Solution – Story Mapping
The building blocks of Story Mapping are persona activities and tasks. Activities have characteristics relevant to our software. An activity is comprised of a sequence of persona tasks.
To start a mapping, begin with a persona activity (e.g., Persona identifies himself).
List the activities your persona performs on separate index cards. Arrange the activity cards in usage sequence from start to finish as if you were answering the question What does this persona do with our software?, as shown below.

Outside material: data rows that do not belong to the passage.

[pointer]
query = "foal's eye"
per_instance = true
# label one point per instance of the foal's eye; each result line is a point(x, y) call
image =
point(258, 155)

Add persona tasks on yellow sticky notes below the time line in the order that you would tell the story of the activity. Try to preserve the order of workflow from left to right. Arrange the yellow stickies as if you were answering the question What does this persona do in Activity n? as shown below.
If your persona does some of the tasks simultaneously, stack them vertically. Imagine you’re narrating the story of a workflow.
Whenever you’d have an OR in your sentence, you’ll probably stack the task vertically as in the persona does this or this
Whenever you’d have a THEN in your sentence, you’ll probably arrange task in a sequential, horizontally fashion as in the persona does this then this
An illustration of persona tasks performed simulaneously (vertically stacked yellow stickies) and sequentially (horizontally sequenced yellow stickies) is shown below.
One of the questions that arose in the Practical Agility session was
Where are the stories I can start queuing up in my backlog?
If we consider each activity as a large story or epic, then these epics deconstruct into child stories as shown below.
Each of the persona tasks (Child Stories) in the mapping above could be pulled into a backlog planning tool as user stories. Subsequently these stories would be tasked and estimated by developers.
Important Caveat – To avoid confusion,
Persona tasks are completely different and unrelated to developer tasks.
A persona task is something a person does with our software. A developer task is something a developer writes to meet the criteria contained on a story card.
Story mapping provides a scaffold to post and arrange your index cards (Activity or Epic) and stickies (Child Stories) in a meaningful way. By representing persona activities across the top of the map, we can visualize end-to-end use of our software. A successful story map shows the decomposition and workflow across a system. It communicates the persona experience.